Negli anni Settanta il ritorno a Matera e alcuni reportage dedicati alla realtà industriale del Paese dall’Alfa Romeo all’Olivetti, nello stabilimento di Pozzuoli. Cartier Bresson in realtà aveva già collaborato a fine anni Cinquanta con l’Olivetti per una campagna che aveva coinvolto i fotografi Magnum e che è oggetto di un’altra mostra al Museo civico Garda di Ivrea.
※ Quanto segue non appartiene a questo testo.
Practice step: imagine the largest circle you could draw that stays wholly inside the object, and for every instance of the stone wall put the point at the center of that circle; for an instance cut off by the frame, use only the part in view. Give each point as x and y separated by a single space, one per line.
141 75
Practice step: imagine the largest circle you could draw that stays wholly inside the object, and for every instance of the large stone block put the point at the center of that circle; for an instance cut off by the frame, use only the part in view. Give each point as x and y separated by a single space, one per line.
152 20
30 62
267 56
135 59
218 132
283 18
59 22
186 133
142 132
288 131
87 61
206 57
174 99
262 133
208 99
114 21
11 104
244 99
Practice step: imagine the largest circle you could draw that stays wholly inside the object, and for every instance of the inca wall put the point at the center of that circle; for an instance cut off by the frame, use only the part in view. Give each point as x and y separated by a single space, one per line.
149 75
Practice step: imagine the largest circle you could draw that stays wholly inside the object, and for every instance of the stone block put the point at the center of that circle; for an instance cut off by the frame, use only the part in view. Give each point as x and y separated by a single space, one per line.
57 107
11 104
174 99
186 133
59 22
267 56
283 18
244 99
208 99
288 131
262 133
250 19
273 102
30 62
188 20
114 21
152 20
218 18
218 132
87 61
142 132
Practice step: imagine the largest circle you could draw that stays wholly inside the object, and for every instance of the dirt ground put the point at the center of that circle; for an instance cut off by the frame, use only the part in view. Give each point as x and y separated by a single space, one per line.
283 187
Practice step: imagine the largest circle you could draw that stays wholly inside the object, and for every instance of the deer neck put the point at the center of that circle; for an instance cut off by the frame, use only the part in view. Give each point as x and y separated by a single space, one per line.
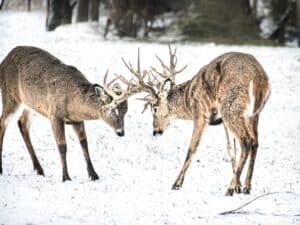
177 102
84 106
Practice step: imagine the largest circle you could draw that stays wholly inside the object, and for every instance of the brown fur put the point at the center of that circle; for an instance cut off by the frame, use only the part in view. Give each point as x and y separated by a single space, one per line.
219 88
33 77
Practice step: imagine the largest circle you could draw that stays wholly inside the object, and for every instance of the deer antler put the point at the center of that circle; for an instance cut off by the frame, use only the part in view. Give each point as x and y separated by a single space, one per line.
117 99
140 76
169 72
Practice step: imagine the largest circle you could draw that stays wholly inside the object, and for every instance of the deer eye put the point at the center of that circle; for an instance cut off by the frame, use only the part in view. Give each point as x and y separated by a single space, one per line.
154 109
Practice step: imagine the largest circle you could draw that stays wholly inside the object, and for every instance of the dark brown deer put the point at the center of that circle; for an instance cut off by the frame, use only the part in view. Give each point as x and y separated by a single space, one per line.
35 79
233 89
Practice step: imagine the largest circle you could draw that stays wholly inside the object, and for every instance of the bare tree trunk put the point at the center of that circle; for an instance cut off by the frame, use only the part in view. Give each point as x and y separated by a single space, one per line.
1 3
245 6
58 12
254 9
83 11
94 10
298 19
28 5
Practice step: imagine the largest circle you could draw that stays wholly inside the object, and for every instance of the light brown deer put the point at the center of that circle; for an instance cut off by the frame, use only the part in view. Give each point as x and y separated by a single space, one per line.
34 78
233 89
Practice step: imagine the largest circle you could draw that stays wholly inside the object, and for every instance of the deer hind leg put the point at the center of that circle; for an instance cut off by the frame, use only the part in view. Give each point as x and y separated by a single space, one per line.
199 126
245 138
253 125
231 150
80 132
58 128
108 23
9 107
24 126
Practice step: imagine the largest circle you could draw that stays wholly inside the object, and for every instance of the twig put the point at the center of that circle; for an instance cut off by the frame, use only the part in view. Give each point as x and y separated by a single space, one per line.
258 197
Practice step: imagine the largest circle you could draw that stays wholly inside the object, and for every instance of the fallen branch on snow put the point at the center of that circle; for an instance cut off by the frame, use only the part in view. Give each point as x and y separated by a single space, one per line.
233 211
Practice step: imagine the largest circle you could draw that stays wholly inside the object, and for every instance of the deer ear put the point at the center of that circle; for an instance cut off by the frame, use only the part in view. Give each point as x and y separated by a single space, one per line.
167 86
98 89
117 88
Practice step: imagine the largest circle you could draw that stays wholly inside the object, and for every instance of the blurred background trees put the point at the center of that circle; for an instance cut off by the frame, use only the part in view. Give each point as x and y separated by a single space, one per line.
222 21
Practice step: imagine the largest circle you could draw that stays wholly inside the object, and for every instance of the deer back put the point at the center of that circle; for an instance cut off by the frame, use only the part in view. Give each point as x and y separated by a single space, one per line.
42 82
232 78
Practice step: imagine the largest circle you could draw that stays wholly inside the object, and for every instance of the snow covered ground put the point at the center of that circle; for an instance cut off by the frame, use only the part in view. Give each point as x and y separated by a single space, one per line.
137 171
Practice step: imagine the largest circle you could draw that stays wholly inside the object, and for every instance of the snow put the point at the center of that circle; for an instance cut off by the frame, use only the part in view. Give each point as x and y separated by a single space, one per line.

Henry Cartier Bresson (Foto Ansa)
Henry Cartier Bresson (Foto Ansa)
Henry Cartier Bresson (Foto Ansa)

Pezzo pregiato della mostra di Torino un documentario girato dalla Rai nel 1964 e recentemente restaurato. Cartier Bresson, secondo una regola aurea di molti fotografi, compare quasi sullo sfondo. Di spalle, di profilo, dietro un pilastro. L’intervista è di Romeo Martinez, storico della fotografia e all’epoca direttore della rivista Camera, i testi di Giorgio Bocca, la regia del poeta e cinesta Nelo Risi. Una testimonianza anche del ruolo svolto dal servizio pubblico del tempo nella produzione culturale di qualità. «C’è un momento in cui tutto si accorda, un solo momento» racconta Cartier Bresson. Quel momento in cui “l’occhio, la testa e il cuore sono sulla stessa linea di mira” e uno scatto è quanto di più vicino ci sia alla verità.